Commenting on the recent decision to raise the exchange rate of the dollar against the Egyptian pound, Monica Malik, analyst senior of the Abu Dhabi Islamic Bank, told Bloomberg that it was a new cut and not a complete quotation of the Egyptian pound against the dollar, adding: “It results from the large difference between the official market price” and in parallel, which increased scarcity and lack of liquidity in foreign currency.
In conjunction with these steps; The Central Bank of Egypt continues to release the goods accumulated in Egyptian ports, especially after the end of work with the documentary credit mechanism since the beginning of quest’year. The value of imports that have flown out of Egyptian ports since early last December has risen to $6.8 billion, from $6 billion earlier this week, according to a recent statement by the Egyptian government. However, the filing did not reveal the value of the assets yet in suspended, while the government estimated it last week at around $9.5 billion on Dec. 25.

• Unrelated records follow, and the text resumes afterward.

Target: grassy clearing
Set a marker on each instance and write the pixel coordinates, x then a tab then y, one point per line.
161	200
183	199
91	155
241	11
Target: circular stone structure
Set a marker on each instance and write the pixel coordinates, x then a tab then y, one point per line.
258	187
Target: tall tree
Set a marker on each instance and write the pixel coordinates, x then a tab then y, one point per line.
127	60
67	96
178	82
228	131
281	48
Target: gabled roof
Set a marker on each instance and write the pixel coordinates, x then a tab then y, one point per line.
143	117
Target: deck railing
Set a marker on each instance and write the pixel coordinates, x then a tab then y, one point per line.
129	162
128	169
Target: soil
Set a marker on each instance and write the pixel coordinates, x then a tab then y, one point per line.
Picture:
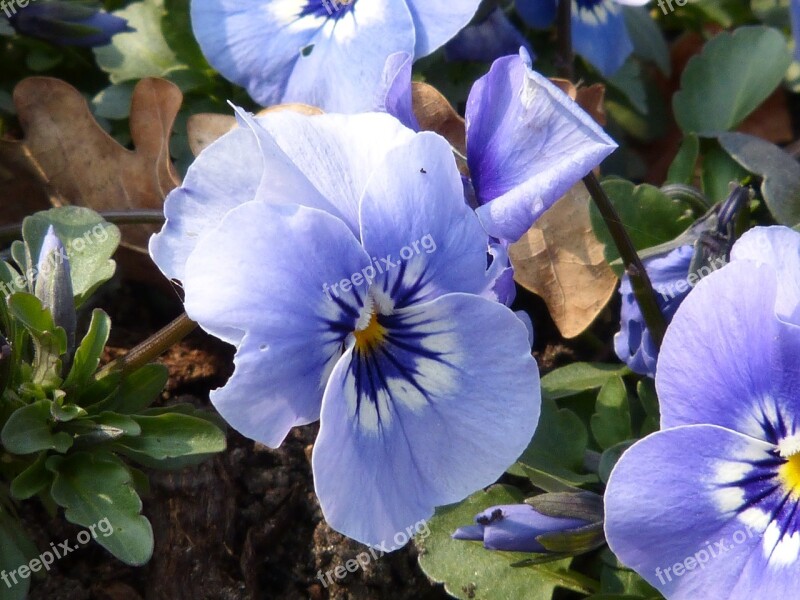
245	525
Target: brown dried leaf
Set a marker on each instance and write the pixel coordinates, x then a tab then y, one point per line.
206	128
68	154
435	113
560	259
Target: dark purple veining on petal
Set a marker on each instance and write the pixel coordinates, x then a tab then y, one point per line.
327	9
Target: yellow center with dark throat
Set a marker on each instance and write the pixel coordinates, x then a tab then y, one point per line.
371	336
790	475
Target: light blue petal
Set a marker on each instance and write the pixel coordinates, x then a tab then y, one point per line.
225	175
424	427
633	343
334	62
336	153
342	67
242	165
778	247
669	502
417	227
396	90
600	36
437	21
527	144
270	271
714	365
254	43
487	41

In his commentary, the economist, Hani Genena, predicted cash flows in dollars during the next 3 weeks, noting that the fair price of the dollar varies between 26 and 28 pounds. In his statements yesterday, he said that the timing of issuing a savings bond with an annual yield of about 25%, and therefore the movement of the dollar exchange rate, is a good step in the framework of the savings moves of the dollar in the official market.